Siete riusciti a coinvolgere molte persone col passare del tempo? Sta aumentando la partecipazione?

Sì. Siamo partiti con una manciata di persone, circa 20, mentre adesso le persone attive sono un centinaio sul territorio nazionale. Poi c’è tutta la campagna di sostegno che è molto più ampia. Pensa quanto sono riuscite a fare a livello mediatico 100 persone e se fossero 1000 a farlo? In 100 hanno portato il nostro governo, anche se in chiave repressiva, a interessarsi di quello che facciamo tanto da pensare a disegni di legge per aumentare le pene per noi attivisti, eppure questo problema nazionale viene da soli 100 cittadini non violenti. Ci sono organizzazioni ben più ampie e strutturate, ma che hanno molto meno impatto di noi, che siamo pochi, non abbiamo strumenti e non abbiamo soldi. Questo credo sia un aspetto interessante della disobbedienza civile, con questo non voglio dire che tutti devono farla, però le va riconosciuta una certa efficacia. Io sono sceso in campo più recentemente, voglio sottolineare che la campagna è aperta a tutti, il fare parte di Ultima Generazione non significa che non fai parte di altre azioni o altri movimenti. Per esempio io partecipo ancora ad azioni con Exctinction Rebellion, frequento un centro sociale vicino a casa mia che ha ormai 33 anni di occupazione.
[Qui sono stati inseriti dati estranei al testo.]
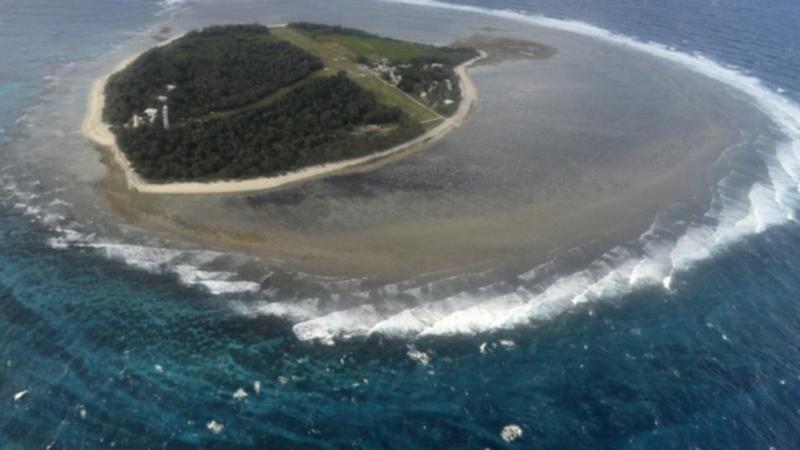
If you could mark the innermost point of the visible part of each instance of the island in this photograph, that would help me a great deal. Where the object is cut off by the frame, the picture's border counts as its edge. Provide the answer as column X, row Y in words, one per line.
column 248, row 107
Io mi sento un cittadino che sceglie di aderire a questa campagna perché ne condivido i valori e i principi, però non sono Ultima Generazione, posso avere altre ideologie politiche e partecipare ad azioni di diverso tipo. Ci sono diverse figure che ci appoggiano, come delle parti politiche che iniziano ad approvare, almeno in parte, le nostre azioni e i nostri temi. Vedremo come andrà, ma vorrei sottolineare che alcuni legali hanno lanciato una petizione chiedendo agli avvocati di prestarci supporto per i processi in corso e futuri.